The main aim of the Directive, as stated in its recital no. 4, was to foster creativity and growth of the European creative industries: “A harmonised legal framework on copyright and related rights, through increased legal certainty and while providing for a high level of protection of intellectual property, will foster substantial investment in creativity and innovation, including network infrastructure, and lead in turn to growth and increased competitiveness of European industry, both in the area of content provision and information technology and more generally across a wide range of industrial and cultural sectors. This will safeguard employment and encourage new job creation.”
Ten years after, it is interesting to query whether this ambitious goal has been achieved. While the European Commission has never conducted a full review of the Directive, apart from a concise ‘Application report’ in 2007, it did commission a study to evaluate its impact. The study, which was carried out by Lucie Guibault and Guido Westkamp and completed in 2007, raises serious doubts as to the effectiveness of the Directive – for a number of reasons. First, the standards set by the Directive in many instances deviate from those set by the main international agreements. This is an important observation, since the Internet nowadays intricately links European markets to global markets. Second, the level of harmonization that the Directive has actually achieved is fairly limited, particularly in the realm of limitations and exceptions where Member States may pick and choose from a ‘shopping list’ of 21 categories of limitations. Third, the vague wordings of certain provisions undermine the legal security that the Directive sought to provide. Fourth, due to the technology-specific formulation of some of the Directive’s provisions, its long-term sustainability is questionable. Fifth, the Directive’s structure of mandatory rights and optional and contractually overridable exceptions do not add up to a balanced system that fairly reflects the interests of right holders and the general public, and thus promotes creativity and innovation.

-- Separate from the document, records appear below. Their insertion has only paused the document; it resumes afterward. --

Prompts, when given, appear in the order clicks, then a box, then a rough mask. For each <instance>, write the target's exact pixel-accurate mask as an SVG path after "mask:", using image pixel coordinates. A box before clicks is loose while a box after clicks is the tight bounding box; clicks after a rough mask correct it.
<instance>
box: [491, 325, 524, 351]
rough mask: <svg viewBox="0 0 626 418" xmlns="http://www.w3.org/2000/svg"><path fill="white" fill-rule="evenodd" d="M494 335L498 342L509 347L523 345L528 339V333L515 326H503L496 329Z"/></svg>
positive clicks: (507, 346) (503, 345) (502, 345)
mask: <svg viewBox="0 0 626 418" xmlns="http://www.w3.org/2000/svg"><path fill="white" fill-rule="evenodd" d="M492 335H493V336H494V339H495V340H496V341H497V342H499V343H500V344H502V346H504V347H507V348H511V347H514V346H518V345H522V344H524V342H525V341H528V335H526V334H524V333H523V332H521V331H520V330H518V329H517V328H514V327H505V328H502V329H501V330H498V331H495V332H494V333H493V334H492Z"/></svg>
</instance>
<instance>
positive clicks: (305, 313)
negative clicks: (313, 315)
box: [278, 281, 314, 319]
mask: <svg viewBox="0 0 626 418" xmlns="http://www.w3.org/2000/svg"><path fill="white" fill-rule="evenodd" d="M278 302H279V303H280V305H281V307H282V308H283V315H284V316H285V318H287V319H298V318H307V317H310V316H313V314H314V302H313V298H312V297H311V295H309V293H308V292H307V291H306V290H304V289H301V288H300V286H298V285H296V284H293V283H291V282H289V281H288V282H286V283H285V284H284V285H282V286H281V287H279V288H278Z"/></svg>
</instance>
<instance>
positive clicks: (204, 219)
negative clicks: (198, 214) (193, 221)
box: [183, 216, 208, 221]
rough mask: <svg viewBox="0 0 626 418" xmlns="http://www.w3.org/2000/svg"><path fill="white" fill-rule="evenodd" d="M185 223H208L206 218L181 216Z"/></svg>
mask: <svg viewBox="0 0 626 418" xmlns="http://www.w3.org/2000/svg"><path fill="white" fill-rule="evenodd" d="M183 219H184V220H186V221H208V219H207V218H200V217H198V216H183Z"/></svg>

Now that the Directive is going into its second decade, the time is ripe to once again evaluate its success and contemplate its future. On Friday, January 13, 2012 the CRIDS (Centre de Recherche Information, Droit et Société) of the University of Namur and IViR (Institute for Information Law) of the University of Amsterdam will jointly organize an academic conference on the past, present and future of the Information Society Directive, to be held at the European Parliament in Brussels. Scheduled speakers include Marielle Gallo (MEP), Maria Martin-Pratt (Head of Copyright Unit, EC DG Market), Prof. Lionel Bently (Cambridge), Prof. Séverine Dusollier (CRIDS), Prof. Christophe Geiger (Strasbourg), Dr. Lucie Guibault (IViR), Prof. Bernt Hugenholtz (IViR), Prof. Justin Hughes (Cardozo Law School) and Prof. Martin Senftleben (VU Amsterdam University). Readers of this blog are kindly invited to attend.